PARA COMPREENSAÕ DOS PARADOXOS NO ORDENAMENTO JURÍDICO ANGOLANO
Albano Pedro
A pedido do Semanário Angolense me proponho a debitar algumas linhas para a compreensão da problemática das manifestações e da questão das autorizações para a sua concretização que lhes subjazem, uma vez que por um lado, a luz da nova Lei Constitucional as manifestações não carecem de quaisquer autorizações e, por outro a Administração Pública (maxime Governos Provinciais) impõe a necessidade de comunicação da manifestação, um formato hermenêutico que sugere autorização, ao ponto de rotularem algumas manifestações de, senão ilícitas pelo menos espontâneas, para usar uma terminologia em voga a este propósito.

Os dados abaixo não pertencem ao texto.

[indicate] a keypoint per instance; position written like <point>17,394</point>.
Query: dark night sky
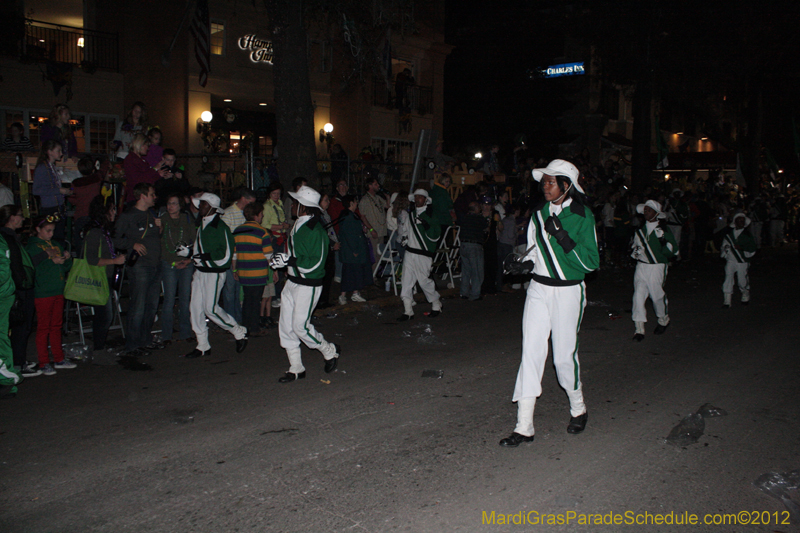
<point>488,97</point>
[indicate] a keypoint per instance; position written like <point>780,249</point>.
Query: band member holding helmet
<point>563,251</point>
<point>653,247</point>
<point>307,247</point>
<point>419,237</point>
<point>738,247</point>
<point>213,253</point>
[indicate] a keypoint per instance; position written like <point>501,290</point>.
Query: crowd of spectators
<point>158,224</point>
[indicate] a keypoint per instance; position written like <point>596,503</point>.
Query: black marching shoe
<point>331,364</point>
<point>291,376</point>
<point>515,440</point>
<point>577,423</point>
<point>241,344</point>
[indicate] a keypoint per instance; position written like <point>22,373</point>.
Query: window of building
<point>35,121</point>
<point>217,37</point>
<point>235,142</point>
<point>265,146</point>
<point>398,150</point>
<point>12,116</point>
<point>101,134</point>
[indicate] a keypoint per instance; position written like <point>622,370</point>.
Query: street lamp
<point>203,121</point>
<point>325,133</point>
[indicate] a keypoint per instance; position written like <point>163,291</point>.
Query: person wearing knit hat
<point>738,247</point>
<point>677,212</point>
<point>653,247</point>
<point>419,233</point>
<point>563,250</point>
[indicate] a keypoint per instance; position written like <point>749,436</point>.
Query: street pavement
<point>218,445</point>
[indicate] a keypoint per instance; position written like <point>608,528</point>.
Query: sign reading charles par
<point>565,69</point>
<point>261,50</point>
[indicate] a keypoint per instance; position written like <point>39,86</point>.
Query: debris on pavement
<point>687,431</point>
<point>776,485</point>
<point>709,411</point>
<point>691,428</point>
<point>129,362</point>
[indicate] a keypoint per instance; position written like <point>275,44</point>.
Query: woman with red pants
<point>51,265</point>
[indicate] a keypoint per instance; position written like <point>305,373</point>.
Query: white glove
<point>279,261</point>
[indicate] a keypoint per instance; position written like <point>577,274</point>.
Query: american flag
<point>201,30</point>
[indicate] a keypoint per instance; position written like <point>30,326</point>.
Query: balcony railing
<point>418,99</point>
<point>88,49</point>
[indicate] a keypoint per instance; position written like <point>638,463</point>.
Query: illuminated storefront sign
<point>260,50</point>
<point>565,69</point>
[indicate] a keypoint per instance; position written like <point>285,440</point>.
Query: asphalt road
<point>218,445</point>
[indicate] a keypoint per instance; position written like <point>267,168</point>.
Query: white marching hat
<point>652,204</point>
<point>306,196</point>
<point>559,167</point>
<point>420,192</point>
<point>742,215</point>
<point>210,199</point>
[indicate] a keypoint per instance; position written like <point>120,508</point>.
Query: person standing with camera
<point>178,231</point>
<point>372,209</point>
<point>563,251</point>
<point>138,232</point>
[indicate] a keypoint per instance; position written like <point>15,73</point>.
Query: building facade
<point>101,57</point>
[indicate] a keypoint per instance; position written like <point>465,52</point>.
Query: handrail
<point>31,22</point>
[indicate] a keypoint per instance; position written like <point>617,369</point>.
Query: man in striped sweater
<point>653,247</point>
<point>213,253</point>
<point>307,247</point>
<point>563,251</point>
<point>251,264</point>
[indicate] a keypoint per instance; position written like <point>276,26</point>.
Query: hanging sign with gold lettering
<point>260,50</point>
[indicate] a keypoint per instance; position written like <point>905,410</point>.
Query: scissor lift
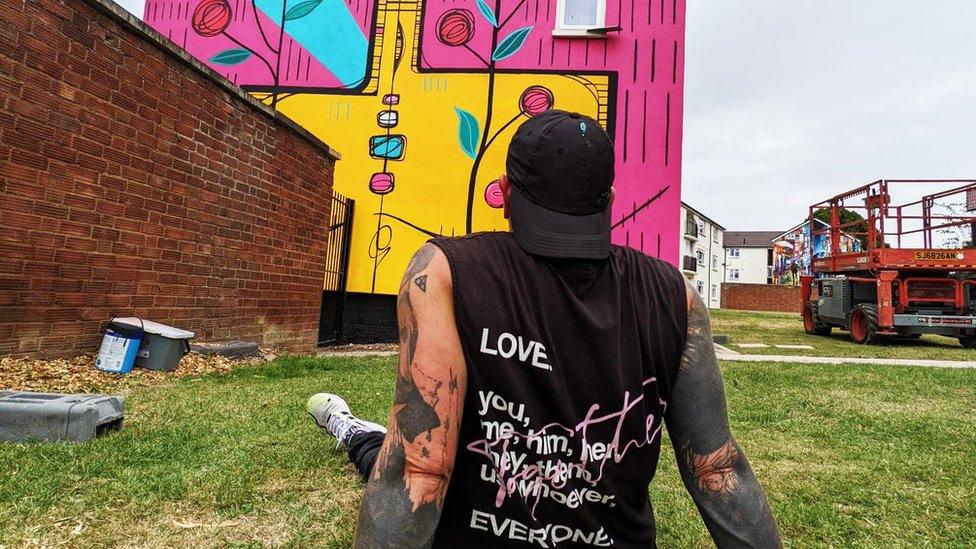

A liberdade de manifestação está consagrada na Lei Constitucional (art.º 47º) que determina que a mesma não carece de autorização para ser exercida, embora seja recomendado que o seu exercício ocorra nos termos da lei ordinária correspondente (Lei n.º 16/91, de 11 de Maio – Lei Sobre o Direito de Reunião e de Manifestação - LSDRM). A questão que se coloca é: Se a Lei Constitucional prescreve claramente que o direito de manifestação pode ser exercido sem quaisquer autorizações porquê é que se interpreta a comunicação aos órgãos da administração pública como sendo um pedido ao ponto de condicionar o exercício do direito em causa? Colocada a questão de outro modo: porque é que a Lei Constitucional não coloca quaisquer impedimentos ao exercício da liberdade de manifestação e as autoridades públicas agem, a mais das vezes, ao contrário?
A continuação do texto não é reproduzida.